This study addresses a key challenge confronting the United States—how to promote both widely shared and faster economic growth. It does so by analyzing and describing the effects of raising educational achievement, especially for those not at the top of the economic ladder. The results of this analysis, which are consistent with a large body of research across a variety of academic disciplines, demonstrate that improving the education of future workers accelerates economic growth and can promote more equal opportunity over the long run. The result: stronger, more broadly shared economic growth, which in turn raises national income and increases government revenue, providing the means by which to invest in improving our economic future.
Since the early 1970s, economic growth in the United States has been relatively slow and income inequality has risen rapidly. Over this same period, income growth has been so sluggish and unevenly distributed that families on the bottom and middle rungs of the income ladder experienced stagnating or declining incomes even as earnings among those at the top increased sharply. In contrast, the years immediately following World War II and continuing into the early 1970s were characterized by relatively rapid and broadly shared growth. Those at the top earned substantially more than those across the middle and bottom of the income spectrum, but high, middle, and low-income earners all saw their incomes grow at about the same rate.

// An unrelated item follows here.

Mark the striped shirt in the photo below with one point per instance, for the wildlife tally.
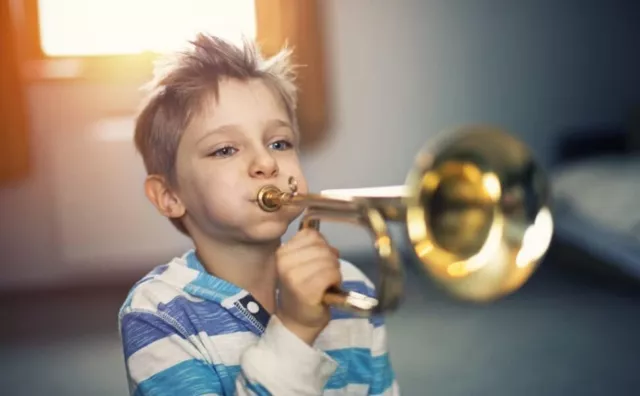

A restoration, then, of the economic growth pattern that characterized the first three post-war decades would result in both greater and more widely shared economic growth—equitable growth. In order to address this key challenge confronting the United States, this study empirically quantifies the economic and tax benefits of raising the educational achievement of children from less advantaged socioeconomic backgrounds. In general, there are large gaps in the educational outcomes among children from families with lower and higher socioeconomic status. These gaps contribute to subsequent economic inequality, with the relatively poor performance of children from lower socioeconomic backgrounds reducing U.S. economic growth. Thus, closing income or class-based educational gaps would promote faster and more widely shared economic growth.
The study shows the consequences of raising the educational achievement of children from the bottom three quarters of families who are most socioeconomically disadvantaged to more closely match those of children born into the top quarter of families. Observing the impact of three different scenarios that all have 2015 as their starting date, the analysis quantifies various outcomes over the next 35 years—to 2050, when the pressure of supporting the retired baby boomers will have largely abated—and over the next 60 years—to 2075, when the benefits of narrowing achievement gaps under the three scenarios will have been fully phased in.
Specifically, the study quantifies how much greater U.S. economic growth (measured by gross domestic product, or GDP, the total value of goods and services produced in our economy) and tax revenues would be. The analysis also assesses the reductions in economic inequality that result from the narrowing of education gaps.
In all three scenarios we use the 2012 scores on the Programme for International Student Assessment, or PISA, math and science achievement tests as our indicator of academic achievement. For each scenario, a simulation model is used to estimate the economic effects of potential policy reforms that raise U.S. PISA scores—effects that improve the educational achievement of U.S. children and reduce disparities in educational outcomes among them. The results of this modeling suggest the extent to which appropriate policies could enhance economic growth, raise tax revenue, and reduce economic inequality. (See the Methodology section on page 45 of the full report for details on the simulation model and data used in this report.)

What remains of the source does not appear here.